Tuesday, December 16, 2008

Peter Schiff, Prophet?

I haven't read much by Peter Schiff, but check out these clips of him calling a bear market back in August 2006! This might be cherry picked, but unlike other permabears, he mentions the mortgage market problems with specificity, noting the weakened underwriting standards and teaser rates. I'll definitely pick up his book the next time I'm in my Barnes and Noble.

6 comments:

Anonymous said...

i would save my money. listen to his podcasts first. street unspun smth.

Anonymous said...

In 2006 it was a common opinion that there was a housing price bubble, and that teaser rates and interest-only mortgages predicated on continued price appreciation were the cause. I felt this way - it's why I moved from California to Pennsylvania, and I'm no pessimist. So this insight is not genius IMO. But no one anticipated the ramifications.

Lately I have been thinking it doesn't really matter what precipitated the financial crisis - there was too much leverage and reliance on inaccurate models, and it was an unstable system that would have come undone somehow anyway.

N N said...

I remember buying puts in SPY in 2006 for similar reasons. These expired worthless.

As once stated, bubbles are easy to spot but TIMING is the key. A simple 200 day MA or even volatility timing can suffice since asset classes become serially correlated in an 'event'

Anonymous said...

To anyone in the real estate business, it was common knowledge that people were getting loans they shouldn't at rediculous rates: 2, 3, 4 or 5 percent above the going mortgage rate. But everyone assumed the banks were pricing in the risk to get those juicy returns.
Who would have thought that 5% of total outstanding loans going into foreclosure and 9% late in their payments would topple the world as we know it.

Anonymous said...

Laffer doesn't come off too well here.

NWU grad CFA in MN said...

Schiff called the bear market in US equities fairly well, but his choice of what to own INSTEAD of U.S. equities hasn't worked out so well: international equities, short the dollar, and to a lesser extent, commodity related. This is because he has been an inflationista par excellence.

Previous commenter said "Timing is the key." Another key is to recognize how many times you have to "be right." Schiff could've just shorted U.S. equities. Instead he sought long opportunities he thought would hold up well.

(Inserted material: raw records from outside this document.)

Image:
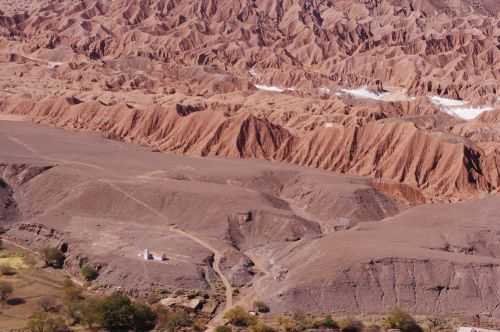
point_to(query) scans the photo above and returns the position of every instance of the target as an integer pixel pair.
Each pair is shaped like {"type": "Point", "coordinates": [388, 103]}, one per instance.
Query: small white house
{"type": "Point", "coordinates": [149, 255]}
{"type": "Point", "coordinates": [474, 329]}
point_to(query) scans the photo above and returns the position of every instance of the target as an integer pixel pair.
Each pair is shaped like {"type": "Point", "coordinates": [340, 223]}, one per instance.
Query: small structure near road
{"type": "Point", "coordinates": [474, 329]}
{"type": "Point", "coordinates": [149, 255]}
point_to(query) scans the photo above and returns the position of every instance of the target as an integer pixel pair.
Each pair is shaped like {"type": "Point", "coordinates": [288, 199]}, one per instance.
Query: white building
{"type": "Point", "coordinates": [474, 329]}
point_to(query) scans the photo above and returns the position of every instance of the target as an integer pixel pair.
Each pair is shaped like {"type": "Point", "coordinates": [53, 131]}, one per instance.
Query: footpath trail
{"type": "Point", "coordinates": [217, 255]}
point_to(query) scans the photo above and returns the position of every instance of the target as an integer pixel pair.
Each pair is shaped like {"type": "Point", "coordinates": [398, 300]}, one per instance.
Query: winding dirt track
{"type": "Point", "coordinates": [217, 255]}
{"type": "Point", "coordinates": [173, 228]}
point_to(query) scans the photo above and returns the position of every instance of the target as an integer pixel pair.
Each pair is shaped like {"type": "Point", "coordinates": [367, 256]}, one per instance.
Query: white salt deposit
{"type": "Point", "coordinates": [324, 91]}
{"type": "Point", "coordinates": [447, 102]}
{"type": "Point", "coordinates": [52, 65]}
{"type": "Point", "coordinates": [458, 108]}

This is a problem for many professional managers running benchmarked mutual funds or long-only-restricted separate accounts. We may think that an asset is overvalued (say, subprime bonds or financials), but what can we do about it? We can't short, we can't sit in cash.

I guess I'm arguing for a less constrained investment approach by people. But what are the limits of investment "edge"? We can't all have informed opinions about every asset class... European timberland to African small caps to U.S. blue chips to Japanese Govt Bonds...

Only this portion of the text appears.